John Mueller had a question asked by an SEO professional during a Question and Answer segment in a hangout, about adding all the meta tags to a page, even though the pages are blocked by robots.txt.
Their main question is: should they add a noindex tag to a page even though the page is blocked by robots.txt, and the page has a canonical as well?
John answers: probably not. He explained that, if the URL is blocked by robots.txt, Google will not see any of the meta tags on the page.
Google won’t see the rel=canonical tag on the page, because if it’s blocked by robots.txt, then Google won’t crawl that page at all.
If you want Google to take into consideration the rel=canonical or noindex that you add to a page, you have to make sure that Google can crawl the page itself.
The other aspect here is that often, these pages may get indexed, if they’re blocked by robots.txt, but they’re indexed without any of the content, because Google can’t crawl it.
And usually this means that these pages don’t show up in the search results anyway. So if someone is searching for some kind of product that you sell on your site, then they’re not going to dig and see if there’s also a page that is blocked by robots.txt, which would be relevant because they already have really good pages from the website that they can index normally and can show.
On the other hand, if one does a site:query for that specific URL, then perhaps you will still see that URL in the search results, but without any content.
This happens at approximately the 44:23 mark in the video.
John Mueller Hangout Transcript
John (Submitted Question) 44:23
We are having a problem with e-commerce assets, filters that are getting indexed, even though they’re blocked by robots.txt and have a canonical tag that points…Is there a point in adding noindex tags too?
John (Answer) 44:38
So probably not. The short answer, I guess, is if the URL is blocked by robots.txt, then we don’t see any of those meta tags on the page. We don’t see the rel=canonical on the page because we don’t crawl that page at all. So if you want us to kind of take into account the rel=canonical or take into account a noindex that you put on a page, you need to make sure that we can’t, or that we can crawl the actual page itself.
The other aspect here is that oftentimes these pages may get indexed, if they’re blocked by robots.txt, but they’re indexed without any of the content, because we can’t crawl it. And usually, that means that these pages don’t show up in the search results anyway. So if someone is searching for some kind of product that you sell on your website, then we’re not going to kind of dig and see if there’s also a page that is blocked by robots.txt, which would be relevant, because we already have really good pages from your website that we can crawl and index normally and that we can show.
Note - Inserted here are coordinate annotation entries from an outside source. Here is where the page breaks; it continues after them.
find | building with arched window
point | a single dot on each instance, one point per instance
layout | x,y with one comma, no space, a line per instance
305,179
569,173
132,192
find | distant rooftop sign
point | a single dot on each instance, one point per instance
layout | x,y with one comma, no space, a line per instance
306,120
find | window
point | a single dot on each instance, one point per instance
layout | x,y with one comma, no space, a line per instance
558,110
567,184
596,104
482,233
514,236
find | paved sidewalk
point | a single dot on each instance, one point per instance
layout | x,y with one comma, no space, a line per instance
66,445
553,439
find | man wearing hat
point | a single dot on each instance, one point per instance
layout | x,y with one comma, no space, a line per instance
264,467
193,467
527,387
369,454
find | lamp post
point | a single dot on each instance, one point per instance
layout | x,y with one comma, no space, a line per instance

On the other hand, if you do a site query for that specific specific URL, then maybe you’ll still see that URL in the search results without any content. So a lot of times, what I noticed is that this is more of a theoretical problem than a practical problem. And that theoretically, these URLs can get indexed without content, but in practice, they’re not going to cause any problems in search. And if you do see them showing up for practical queries on your website, then most of the time, that’s more a sign that well, the rest of your website is really hard to understand.
So if someone searches for one of your product types, and we show one of these roboted kind of category or asset pages, then from from my point of view, that would be a sign that well, actually, the visible content on your website is not sufficient for us to understand that the normal pages that you could have indexed are actually relevant here.
So that would be kind of my first step there is to try to figure out, do normal users see these pages when they search normally? And if they don’t see them, then that’s fine. You can just ignore them. If they do see these pages when they search normally, then that’s a sign that maybe you should be focusing on other things on the rest of your website.